1. The problem statement, all variables and given/known data
Three charged particles are placed at each of three corners of an equilateral triangle whose sides are of length 3.5 cm. Two of the particles have a negative charge: q_1 = -8.0 nC and q_2 = -16.0 nC. The remaining particle has a positive charge, q_3 = 8.0 nC. Assume that particle 3 is no longer fixed to a corner of the triangle and is now allowed to move. In what direction would particle 3 move the instant after being released???

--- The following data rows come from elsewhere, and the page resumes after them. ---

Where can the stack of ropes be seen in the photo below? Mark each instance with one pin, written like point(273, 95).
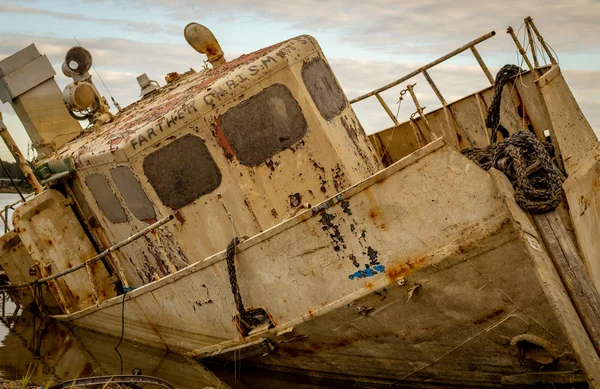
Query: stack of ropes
point(525, 160)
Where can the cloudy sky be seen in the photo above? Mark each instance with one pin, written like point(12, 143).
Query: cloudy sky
point(367, 43)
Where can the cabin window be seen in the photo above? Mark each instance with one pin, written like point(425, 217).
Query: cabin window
point(324, 89)
point(182, 171)
point(105, 198)
point(132, 192)
point(263, 125)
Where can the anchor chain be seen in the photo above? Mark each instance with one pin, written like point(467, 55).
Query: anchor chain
point(245, 318)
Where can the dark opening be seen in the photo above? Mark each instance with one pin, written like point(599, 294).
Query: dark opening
point(105, 197)
point(182, 171)
point(132, 192)
point(263, 125)
point(324, 89)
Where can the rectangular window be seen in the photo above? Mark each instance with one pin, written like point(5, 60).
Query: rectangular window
point(132, 192)
point(105, 198)
point(323, 87)
point(182, 171)
point(263, 125)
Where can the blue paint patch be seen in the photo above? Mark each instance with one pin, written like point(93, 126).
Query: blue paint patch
point(368, 272)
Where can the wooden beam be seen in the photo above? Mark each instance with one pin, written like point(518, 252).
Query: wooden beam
point(570, 267)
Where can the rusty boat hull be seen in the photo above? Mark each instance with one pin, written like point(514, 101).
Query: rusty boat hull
point(461, 290)
point(415, 268)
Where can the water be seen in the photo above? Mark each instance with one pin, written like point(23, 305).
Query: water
point(50, 351)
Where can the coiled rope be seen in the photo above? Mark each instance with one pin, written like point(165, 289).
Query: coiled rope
point(525, 160)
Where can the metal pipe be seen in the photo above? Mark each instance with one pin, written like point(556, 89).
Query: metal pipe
point(542, 42)
point(18, 156)
point(387, 109)
point(434, 87)
point(109, 250)
point(510, 31)
point(11, 179)
point(429, 65)
point(431, 134)
point(484, 67)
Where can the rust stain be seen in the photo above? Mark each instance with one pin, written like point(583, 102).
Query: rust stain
point(393, 273)
point(179, 217)
point(492, 315)
point(222, 140)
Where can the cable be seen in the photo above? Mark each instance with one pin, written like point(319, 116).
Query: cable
point(126, 289)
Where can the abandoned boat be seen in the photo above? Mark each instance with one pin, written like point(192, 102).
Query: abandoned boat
point(241, 212)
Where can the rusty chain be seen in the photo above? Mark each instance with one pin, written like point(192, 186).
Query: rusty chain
point(525, 160)
point(245, 318)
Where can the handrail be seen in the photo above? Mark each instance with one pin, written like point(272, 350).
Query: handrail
point(103, 254)
point(428, 66)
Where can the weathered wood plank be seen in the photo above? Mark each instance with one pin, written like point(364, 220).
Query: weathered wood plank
point(572, 272)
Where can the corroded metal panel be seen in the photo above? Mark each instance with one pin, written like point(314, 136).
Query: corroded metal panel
point(427, 287)
point(105, 197)
point(133, 193)
point(308, 167)
point(19, 267)
point(182, 171)
point(56, 241)
point(264, 125)
point(324, 89)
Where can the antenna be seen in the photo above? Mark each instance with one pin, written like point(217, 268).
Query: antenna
point(102, 81)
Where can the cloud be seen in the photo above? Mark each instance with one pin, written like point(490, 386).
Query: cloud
point(412, 34)
point(401, 28)
point(125, 25)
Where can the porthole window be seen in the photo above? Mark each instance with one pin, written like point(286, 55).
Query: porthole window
point(132, 192)
point(263, 125)
point(182, 171)
point(105, 198)
point(324, 89)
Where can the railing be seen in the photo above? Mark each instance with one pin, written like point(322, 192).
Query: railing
point(471, 45)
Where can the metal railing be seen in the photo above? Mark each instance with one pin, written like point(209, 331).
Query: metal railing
point(530, 30)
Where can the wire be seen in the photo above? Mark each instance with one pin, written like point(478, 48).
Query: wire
point(126, 289)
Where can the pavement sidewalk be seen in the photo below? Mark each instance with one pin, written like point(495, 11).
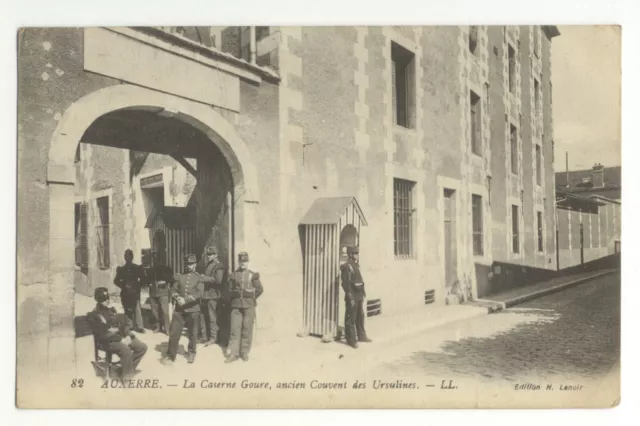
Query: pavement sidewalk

**How do I draw the velocity vector for particle 3

2. Relevant equations
Coulomb's Law: F = [k*q1*q2]/r2

3. The attempt at a solution
F13 (on q3 due to q1) = [k *q3*q1]/r2

= [(9*109)(8*10-9)(8*10-9)]/(.035)2

= 4.702*10-4 N

F23 (on q3 due to q2) = [k * q3*q2]/ r2

= [(9*109)(8*10-9)(16*10-9)]/(.035)2

= 9.404*10-4 N

F13x = F13 * cos(60) = + 2.351*10^-4 N
F13y = F13 * sin(60) = + 4.072*10^-4 N
F23x = F23 * cos(0) = + 9.404 *10^-4 N
F23y = 0

Fx = 2.351*10^-4 + 9.404*10^-4 = 1.176*10^-3 N
Fy = 4.072*10^-4 N

ΣF = 10^-3√(1.176)2 + (0.4072)2 = 1.2445*10^-3 N
θ = arctan (0.4072/1.176) = 19.1

The velocity of the body will be directed with the force as the body was initially at rest
F gives the direction of acceleration a
a = (change in velocity ) /time
a=(v-0)/t
a is directed towards F but a, v, and t are unknowns

2. May 9, 2010

diazona

Yes. Now do you know the direction of the force? (Hint: yes you do)

3. May 9, 2010

sami23

so it would go in the (+x axis, +y axis) with θ = 19?